All of the services in their different ways, in peacetime and war, have experienced it. It’s a cross between an urgent longing for home and family, a resigned recognition that you won’t be going home to see that family, and a grim determination to do your duty as assigned.

The Army, the service I know, does their best to make you feel better. The mass hall, I think it’s called a DFAC these days, is festooned in holiday cheer and officers in their dress blues are serving you a very good meal. All the Army elegance is nice, but they try so hard to make it seem like home it only reminds you more so that you’re not home.

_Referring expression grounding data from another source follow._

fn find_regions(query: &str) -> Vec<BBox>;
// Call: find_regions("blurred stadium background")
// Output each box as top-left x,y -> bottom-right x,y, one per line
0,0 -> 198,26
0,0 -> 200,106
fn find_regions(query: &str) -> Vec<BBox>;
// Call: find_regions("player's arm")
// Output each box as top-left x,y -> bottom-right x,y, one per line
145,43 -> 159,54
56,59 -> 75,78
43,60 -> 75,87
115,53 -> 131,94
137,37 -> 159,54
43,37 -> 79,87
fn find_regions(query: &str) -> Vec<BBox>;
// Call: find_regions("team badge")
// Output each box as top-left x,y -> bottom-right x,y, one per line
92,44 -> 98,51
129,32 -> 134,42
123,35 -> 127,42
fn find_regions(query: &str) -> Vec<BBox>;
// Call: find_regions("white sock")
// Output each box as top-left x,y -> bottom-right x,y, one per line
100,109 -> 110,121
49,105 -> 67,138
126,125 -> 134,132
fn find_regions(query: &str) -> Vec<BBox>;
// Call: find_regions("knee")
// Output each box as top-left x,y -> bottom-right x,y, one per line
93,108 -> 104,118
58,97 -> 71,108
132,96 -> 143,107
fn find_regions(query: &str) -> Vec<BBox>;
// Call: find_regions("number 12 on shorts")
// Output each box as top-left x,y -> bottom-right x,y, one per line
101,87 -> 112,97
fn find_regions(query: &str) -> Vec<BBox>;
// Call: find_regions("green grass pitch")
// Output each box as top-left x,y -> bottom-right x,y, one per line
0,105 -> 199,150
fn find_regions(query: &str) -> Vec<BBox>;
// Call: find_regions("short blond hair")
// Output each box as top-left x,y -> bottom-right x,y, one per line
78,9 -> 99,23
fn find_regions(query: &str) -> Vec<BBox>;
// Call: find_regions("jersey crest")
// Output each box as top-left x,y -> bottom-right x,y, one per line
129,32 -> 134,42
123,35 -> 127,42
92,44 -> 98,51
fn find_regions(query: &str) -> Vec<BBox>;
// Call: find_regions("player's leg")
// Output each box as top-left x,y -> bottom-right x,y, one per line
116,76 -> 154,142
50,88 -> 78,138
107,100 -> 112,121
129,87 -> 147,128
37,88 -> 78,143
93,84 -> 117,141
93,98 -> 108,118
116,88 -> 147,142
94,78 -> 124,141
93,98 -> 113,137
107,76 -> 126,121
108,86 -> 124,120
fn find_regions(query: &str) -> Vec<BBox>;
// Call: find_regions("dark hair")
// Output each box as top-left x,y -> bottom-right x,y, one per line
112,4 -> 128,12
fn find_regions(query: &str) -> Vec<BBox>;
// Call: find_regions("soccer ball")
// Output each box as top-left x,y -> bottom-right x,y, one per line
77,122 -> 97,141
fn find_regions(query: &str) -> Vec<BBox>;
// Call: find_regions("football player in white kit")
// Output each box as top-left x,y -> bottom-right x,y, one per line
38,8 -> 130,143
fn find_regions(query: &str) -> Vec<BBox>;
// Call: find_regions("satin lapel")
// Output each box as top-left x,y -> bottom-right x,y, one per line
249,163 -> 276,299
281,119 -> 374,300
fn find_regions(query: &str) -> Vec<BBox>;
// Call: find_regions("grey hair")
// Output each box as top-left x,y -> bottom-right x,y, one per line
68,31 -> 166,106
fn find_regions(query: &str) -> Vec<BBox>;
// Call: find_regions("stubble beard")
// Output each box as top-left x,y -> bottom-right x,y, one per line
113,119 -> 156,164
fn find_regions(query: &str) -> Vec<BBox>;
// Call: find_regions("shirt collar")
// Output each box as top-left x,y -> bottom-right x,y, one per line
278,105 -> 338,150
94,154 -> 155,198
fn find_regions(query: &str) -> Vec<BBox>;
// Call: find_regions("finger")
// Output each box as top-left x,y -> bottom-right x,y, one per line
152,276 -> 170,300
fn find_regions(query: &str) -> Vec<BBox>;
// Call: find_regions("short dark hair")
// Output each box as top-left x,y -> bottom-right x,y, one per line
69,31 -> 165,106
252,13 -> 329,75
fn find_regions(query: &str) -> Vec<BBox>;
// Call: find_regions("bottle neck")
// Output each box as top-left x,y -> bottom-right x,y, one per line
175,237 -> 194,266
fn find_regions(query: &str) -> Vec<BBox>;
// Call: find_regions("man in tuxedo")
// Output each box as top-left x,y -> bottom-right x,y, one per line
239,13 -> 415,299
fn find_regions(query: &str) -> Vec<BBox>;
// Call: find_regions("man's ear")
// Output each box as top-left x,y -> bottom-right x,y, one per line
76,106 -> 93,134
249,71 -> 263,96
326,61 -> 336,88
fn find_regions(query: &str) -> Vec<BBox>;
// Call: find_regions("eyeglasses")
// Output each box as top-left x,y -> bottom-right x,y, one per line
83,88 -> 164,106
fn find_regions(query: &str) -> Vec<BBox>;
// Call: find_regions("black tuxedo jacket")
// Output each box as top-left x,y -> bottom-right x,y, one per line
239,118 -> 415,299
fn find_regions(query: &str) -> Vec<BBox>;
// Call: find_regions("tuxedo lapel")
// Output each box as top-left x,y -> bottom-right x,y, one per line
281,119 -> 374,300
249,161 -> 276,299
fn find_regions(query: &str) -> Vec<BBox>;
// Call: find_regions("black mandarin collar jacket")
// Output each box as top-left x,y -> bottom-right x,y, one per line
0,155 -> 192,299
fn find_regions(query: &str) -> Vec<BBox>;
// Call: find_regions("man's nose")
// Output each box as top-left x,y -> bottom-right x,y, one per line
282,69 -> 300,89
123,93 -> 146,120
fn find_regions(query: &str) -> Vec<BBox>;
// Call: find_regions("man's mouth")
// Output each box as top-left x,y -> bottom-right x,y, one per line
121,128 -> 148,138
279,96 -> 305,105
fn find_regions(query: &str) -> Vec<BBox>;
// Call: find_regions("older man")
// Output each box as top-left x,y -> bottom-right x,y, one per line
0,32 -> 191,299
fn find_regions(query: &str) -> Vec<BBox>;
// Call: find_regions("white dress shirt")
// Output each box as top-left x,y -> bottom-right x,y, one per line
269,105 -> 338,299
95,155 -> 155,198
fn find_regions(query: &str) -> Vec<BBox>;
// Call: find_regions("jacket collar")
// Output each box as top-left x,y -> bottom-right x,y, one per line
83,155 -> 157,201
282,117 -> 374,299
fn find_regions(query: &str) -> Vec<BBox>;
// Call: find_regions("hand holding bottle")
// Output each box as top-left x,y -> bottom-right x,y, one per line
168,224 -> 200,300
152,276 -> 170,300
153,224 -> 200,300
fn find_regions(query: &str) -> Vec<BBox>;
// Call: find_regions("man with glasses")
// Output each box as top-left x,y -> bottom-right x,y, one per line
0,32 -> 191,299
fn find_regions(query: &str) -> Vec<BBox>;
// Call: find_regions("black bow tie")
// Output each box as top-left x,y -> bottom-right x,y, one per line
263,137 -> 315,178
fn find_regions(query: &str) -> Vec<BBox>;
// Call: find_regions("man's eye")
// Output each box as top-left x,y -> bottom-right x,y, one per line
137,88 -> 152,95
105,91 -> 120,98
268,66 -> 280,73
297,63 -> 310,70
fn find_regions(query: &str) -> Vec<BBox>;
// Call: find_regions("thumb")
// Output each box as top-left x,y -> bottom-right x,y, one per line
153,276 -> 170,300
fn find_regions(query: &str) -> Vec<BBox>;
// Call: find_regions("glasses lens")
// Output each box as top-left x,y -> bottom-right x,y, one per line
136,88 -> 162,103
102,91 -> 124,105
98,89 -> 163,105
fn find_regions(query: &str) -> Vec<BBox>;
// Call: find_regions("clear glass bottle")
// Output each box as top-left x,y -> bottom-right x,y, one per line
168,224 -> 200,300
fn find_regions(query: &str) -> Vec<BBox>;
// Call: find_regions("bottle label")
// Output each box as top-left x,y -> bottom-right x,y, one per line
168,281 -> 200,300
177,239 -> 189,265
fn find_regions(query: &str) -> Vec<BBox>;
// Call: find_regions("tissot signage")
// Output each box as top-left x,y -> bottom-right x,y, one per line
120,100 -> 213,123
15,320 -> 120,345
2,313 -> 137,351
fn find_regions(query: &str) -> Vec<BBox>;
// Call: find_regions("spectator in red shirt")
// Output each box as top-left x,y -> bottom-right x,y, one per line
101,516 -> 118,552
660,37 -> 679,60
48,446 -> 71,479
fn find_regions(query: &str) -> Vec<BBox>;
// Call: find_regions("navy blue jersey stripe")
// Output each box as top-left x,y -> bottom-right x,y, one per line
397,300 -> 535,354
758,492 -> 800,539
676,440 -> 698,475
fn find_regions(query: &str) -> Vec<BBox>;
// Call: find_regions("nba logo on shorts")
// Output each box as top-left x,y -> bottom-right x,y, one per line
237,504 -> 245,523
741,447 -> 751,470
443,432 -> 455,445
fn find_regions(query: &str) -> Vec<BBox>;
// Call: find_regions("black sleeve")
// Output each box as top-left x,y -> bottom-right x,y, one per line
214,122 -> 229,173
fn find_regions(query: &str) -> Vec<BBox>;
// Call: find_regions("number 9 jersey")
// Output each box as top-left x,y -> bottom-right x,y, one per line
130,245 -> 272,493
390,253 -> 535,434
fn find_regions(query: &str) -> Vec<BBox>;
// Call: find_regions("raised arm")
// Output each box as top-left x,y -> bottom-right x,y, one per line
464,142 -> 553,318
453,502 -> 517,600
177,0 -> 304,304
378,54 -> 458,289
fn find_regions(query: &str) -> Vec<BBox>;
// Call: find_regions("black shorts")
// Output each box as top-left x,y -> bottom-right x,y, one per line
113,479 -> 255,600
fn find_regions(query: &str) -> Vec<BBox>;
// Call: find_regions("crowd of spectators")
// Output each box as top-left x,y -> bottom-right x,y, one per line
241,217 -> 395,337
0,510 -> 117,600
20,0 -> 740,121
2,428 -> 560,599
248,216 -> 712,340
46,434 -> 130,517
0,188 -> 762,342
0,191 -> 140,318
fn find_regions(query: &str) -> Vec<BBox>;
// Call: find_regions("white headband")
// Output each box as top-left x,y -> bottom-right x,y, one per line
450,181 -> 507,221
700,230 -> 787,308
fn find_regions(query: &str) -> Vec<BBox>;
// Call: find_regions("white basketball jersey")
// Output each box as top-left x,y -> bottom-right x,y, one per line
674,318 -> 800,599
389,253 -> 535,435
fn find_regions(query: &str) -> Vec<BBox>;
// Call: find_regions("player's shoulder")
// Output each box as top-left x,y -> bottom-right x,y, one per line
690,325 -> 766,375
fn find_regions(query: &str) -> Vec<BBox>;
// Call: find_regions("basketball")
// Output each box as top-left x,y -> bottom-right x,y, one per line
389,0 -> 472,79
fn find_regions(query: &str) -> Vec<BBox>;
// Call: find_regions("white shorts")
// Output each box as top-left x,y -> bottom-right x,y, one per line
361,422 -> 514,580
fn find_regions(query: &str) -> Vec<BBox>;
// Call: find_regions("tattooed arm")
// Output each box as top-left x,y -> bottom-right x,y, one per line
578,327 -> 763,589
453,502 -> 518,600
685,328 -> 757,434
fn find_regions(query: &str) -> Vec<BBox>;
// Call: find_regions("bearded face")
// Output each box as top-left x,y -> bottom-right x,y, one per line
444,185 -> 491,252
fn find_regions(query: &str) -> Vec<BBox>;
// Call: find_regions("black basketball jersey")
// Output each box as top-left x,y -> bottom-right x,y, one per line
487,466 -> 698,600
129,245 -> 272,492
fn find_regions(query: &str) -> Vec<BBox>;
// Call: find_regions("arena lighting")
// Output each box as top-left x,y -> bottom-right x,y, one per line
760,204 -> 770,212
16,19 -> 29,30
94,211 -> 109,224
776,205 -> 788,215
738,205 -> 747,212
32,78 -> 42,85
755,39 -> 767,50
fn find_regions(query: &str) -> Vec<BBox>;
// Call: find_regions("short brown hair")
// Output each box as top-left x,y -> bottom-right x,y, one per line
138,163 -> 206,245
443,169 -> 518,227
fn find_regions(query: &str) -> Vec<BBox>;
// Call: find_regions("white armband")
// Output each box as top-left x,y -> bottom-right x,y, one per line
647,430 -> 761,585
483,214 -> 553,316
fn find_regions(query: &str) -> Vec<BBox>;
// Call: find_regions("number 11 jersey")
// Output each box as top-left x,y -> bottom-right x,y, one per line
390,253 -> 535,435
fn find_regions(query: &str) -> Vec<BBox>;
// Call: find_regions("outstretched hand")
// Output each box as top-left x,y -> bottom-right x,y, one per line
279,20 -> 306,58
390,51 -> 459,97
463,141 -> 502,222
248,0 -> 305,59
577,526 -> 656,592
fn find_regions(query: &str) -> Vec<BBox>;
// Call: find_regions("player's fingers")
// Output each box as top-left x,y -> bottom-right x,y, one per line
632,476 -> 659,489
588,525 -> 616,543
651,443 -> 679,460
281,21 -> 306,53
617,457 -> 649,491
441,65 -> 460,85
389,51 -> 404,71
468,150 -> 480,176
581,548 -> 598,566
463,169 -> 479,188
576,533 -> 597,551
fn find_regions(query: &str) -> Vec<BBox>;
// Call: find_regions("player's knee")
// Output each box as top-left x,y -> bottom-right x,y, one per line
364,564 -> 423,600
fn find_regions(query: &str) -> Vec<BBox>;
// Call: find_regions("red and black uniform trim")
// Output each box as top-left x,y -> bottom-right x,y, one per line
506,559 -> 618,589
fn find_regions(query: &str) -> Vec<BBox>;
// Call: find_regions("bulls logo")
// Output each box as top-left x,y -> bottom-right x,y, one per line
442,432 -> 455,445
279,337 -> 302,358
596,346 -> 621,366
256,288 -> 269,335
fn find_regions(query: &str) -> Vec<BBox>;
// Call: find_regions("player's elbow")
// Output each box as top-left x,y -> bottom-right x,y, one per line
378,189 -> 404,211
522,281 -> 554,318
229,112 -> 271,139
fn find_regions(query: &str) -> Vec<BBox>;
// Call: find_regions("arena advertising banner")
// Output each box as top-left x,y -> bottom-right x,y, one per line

However, that was easy peacetime duty. Think of what it was like to be shoeless and hungry in the snow at Valley Forge, your commander trying to keep a viable army in the field against great odds. Or what those boys, who figured they were in a quiet sector of the Western front, must have thought in December of 1944 when the panzers came rolling through the Ardennes, a complete surprise to most, and had them, victorious US infantry, running like hell for the rear. This left the paratroopers of the 101st Airborne holding the bag at Bastogne until, two days after Christmas, Patton’s Third Army came to their relief.

And the worst of it, in the Christmas season of 1950, was the Battle of the Chosin Reservoir. This was a martial encounter that many historians think was the toughest battle American military forces ever fought. It pitted US Marine and Army units, plus South Korean units and British Royal Marines, versus the Chinese Army. It was fought on a frozen body of water, a reservoir, and then the battle was continued in a fighting breakout to a US naval evacuation. American and allied forces were outnumbered at least 2 to 1 and at times during the battle 4 to 1.

It was hand to hand combat much of the time because the weapons were too frozen to work. It started Thanksgiving week and ended about a week before Christmas. It was viciously brutal, deadly, and frozen. And for the US troops fighting there, it was also Christmas. As it still is for US troops stationed all over the world during this holy week. May it be a peaceful for you, and them.